If a pet owner notices any of these signs, it is important to seek the advice of a veterinarian on how to safely put the cat on a weight-loss program. The veterinarian will make sure that there aren’t any other health issues with the pet and make recommendations.
“It is vital to not just reduce the amount of food that a pet is fed,” Pavlovsky says. Simply reducing the food may create problems for its internal organs.
“There are so many different diets available to pet owners that it can be overwhelming,” Pavlovsky notes. His broad advice is to choose a reputable brand that has veterinary nutritionists on staff. He also says the life stage of the food should be right for the age of the animal; for example, a kitten should be eating a specifically labeled “kitten food,” and an adult cat should eat a diet designed for adults.
Check the bag
Owners should also look for an Association of American Feed Control Officials (AAFCO) statement on the bag.
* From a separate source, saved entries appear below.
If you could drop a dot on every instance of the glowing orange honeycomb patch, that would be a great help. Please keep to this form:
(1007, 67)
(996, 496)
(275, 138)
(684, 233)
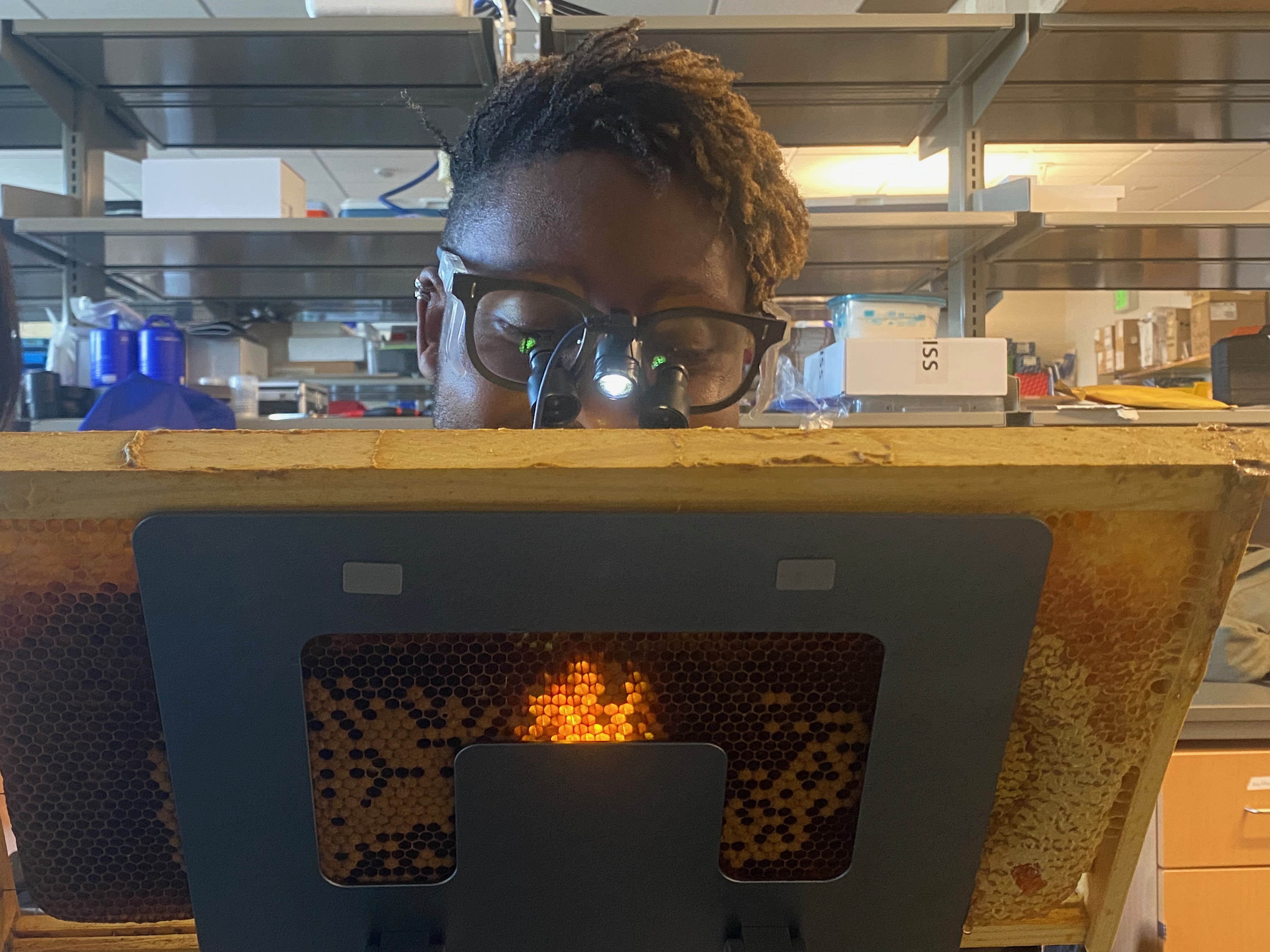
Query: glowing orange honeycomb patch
(580, 706)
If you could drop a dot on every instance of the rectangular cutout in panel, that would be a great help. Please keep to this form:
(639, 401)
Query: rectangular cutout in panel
(373, 578)
(388, 714)
(806, 574)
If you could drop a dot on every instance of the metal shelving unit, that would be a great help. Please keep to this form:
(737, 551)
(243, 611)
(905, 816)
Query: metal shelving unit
(953, 81)
(268, 259)
(379, 258)
(1137, 78)
(26, 121)
(267, 83)
(881, 79)
(858, 79)
(1161, 251)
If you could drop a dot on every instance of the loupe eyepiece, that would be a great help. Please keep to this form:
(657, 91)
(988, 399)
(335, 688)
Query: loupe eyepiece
(556, 390)
(666, 404)
(618, 370)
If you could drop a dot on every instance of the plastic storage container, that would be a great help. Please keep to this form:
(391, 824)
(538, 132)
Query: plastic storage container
(112, 353)
(886, 316)
(246, 395)
(162, 351)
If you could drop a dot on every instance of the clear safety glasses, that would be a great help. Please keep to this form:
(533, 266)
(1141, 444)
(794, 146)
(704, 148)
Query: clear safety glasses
(525, 336)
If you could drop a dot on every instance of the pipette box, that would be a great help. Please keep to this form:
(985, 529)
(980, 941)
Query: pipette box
(221, 188)
(886, 367)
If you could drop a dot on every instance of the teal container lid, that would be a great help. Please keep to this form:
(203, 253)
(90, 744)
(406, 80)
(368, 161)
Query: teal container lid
(897, 299)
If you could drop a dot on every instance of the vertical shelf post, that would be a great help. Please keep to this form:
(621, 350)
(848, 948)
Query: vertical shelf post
(967, 290)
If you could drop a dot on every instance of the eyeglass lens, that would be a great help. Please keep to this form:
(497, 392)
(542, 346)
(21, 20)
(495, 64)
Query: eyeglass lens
(716, 352)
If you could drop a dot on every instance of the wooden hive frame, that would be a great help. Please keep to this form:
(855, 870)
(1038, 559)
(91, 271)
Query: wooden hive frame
(1150, 520)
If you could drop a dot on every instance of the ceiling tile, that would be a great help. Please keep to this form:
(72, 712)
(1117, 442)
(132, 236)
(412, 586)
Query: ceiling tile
(257, 8)
(103, 9)
(17, 9)
(1228, 193)
(768, 8)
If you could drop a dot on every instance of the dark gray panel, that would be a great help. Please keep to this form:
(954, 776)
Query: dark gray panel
(952, 598)
(652, 845)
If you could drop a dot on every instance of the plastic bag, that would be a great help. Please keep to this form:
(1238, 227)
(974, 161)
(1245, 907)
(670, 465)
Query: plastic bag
(780, 384)
(100, 313)
(63, 356)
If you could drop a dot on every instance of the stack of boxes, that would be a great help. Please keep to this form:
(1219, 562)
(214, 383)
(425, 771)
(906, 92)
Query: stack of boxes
(1170, 336)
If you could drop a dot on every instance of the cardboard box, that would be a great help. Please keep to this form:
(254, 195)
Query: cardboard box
(1217, 314)
(306, 349)
(1173, 324)
(908, 367)
(221, 188)
(1128, 346)
(1104, 349)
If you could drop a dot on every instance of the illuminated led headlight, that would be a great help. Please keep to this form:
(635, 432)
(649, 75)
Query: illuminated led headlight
(616, 360)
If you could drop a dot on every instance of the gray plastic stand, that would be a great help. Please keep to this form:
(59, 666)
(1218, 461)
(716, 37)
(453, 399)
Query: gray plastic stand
(952, 598)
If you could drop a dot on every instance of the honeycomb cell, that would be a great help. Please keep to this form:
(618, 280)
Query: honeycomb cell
(388, 714)
(83, 758)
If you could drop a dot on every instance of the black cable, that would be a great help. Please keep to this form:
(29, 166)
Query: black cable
(569, 9)
(546, 371)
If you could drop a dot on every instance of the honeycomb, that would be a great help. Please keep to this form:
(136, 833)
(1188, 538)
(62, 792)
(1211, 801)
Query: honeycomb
(83, 757)
(1130, 598)
(389, 712)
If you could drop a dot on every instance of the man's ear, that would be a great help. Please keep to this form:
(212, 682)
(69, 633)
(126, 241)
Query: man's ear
(431, 310)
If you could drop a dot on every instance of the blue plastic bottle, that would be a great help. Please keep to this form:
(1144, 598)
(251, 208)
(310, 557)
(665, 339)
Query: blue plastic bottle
(163, 351)
(112, 353)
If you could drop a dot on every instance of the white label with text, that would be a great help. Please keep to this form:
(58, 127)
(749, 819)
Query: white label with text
(1223, 311)
(933, 364)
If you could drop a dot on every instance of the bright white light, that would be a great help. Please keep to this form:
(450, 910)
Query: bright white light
(615, 386)
(869, 171)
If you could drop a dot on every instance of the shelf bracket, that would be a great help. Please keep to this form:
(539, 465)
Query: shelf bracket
(980, 84)
(968, 273)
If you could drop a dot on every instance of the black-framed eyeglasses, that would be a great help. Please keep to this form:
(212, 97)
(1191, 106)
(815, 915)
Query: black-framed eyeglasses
(510, 323)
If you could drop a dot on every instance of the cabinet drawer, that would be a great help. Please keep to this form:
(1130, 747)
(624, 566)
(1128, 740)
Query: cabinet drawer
(1216, 910)
(1207, 809)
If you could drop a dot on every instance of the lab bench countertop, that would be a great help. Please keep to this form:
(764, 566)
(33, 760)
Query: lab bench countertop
(1223, 711)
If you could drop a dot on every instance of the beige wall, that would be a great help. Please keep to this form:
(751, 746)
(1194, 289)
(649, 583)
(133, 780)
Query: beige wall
(1033, 315)
(1090, 310)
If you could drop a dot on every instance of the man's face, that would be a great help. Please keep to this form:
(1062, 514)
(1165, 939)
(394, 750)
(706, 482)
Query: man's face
(591, 224)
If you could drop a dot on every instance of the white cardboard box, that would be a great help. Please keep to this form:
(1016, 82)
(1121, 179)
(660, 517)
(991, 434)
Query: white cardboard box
(221, 188)
(301, 349)
(908, 367)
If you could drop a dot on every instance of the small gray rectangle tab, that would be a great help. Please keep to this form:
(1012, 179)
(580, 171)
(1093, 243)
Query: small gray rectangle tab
(373, 578)
(806, 574)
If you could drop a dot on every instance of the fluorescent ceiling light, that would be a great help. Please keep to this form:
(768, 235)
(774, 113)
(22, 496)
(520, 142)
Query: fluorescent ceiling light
(887, 172)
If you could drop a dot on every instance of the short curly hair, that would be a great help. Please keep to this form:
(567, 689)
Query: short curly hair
(670, 110)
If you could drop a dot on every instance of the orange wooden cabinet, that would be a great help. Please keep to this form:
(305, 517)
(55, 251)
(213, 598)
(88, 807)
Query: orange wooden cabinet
(1217, 910)
(1207, 810)
(1215, 851)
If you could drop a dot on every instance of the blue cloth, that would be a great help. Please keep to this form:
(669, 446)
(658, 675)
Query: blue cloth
(141, 403)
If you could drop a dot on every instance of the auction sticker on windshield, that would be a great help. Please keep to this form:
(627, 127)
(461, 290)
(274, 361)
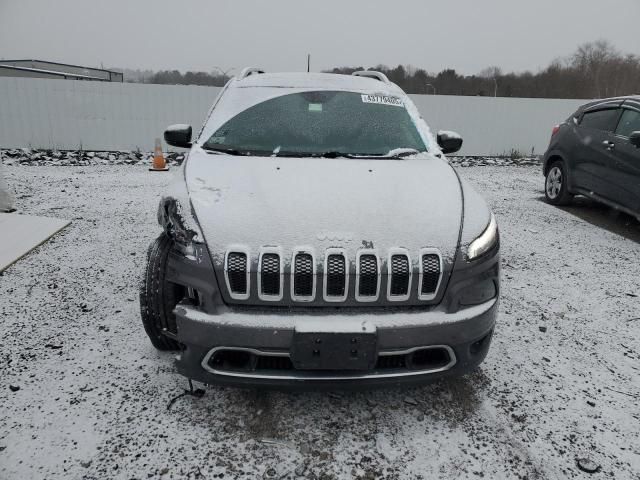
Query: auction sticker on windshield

This ensures that the food follows the rules and is complete and balanced.
The amount to feed listed on the pet food bag gives a good starting point, but is based on the pet’s ideal weight, not the weight it currently is.
“Owners need to remember that any other food — human table scraps or treats — that their pet gets adds calories to the diet,” Pavlovsky says. It is important to use consistent treat brands vs. switching between brands to avoid stomach upset, and calories from treats should make up less than 10% of the diet.
Though overweight pets are a very common problem, it’s one that can be resolved. Love and affection can be given in other ways than food, such as through interaction and training.
As always, if you have any questions about your pet’s health, contact your veterinarian.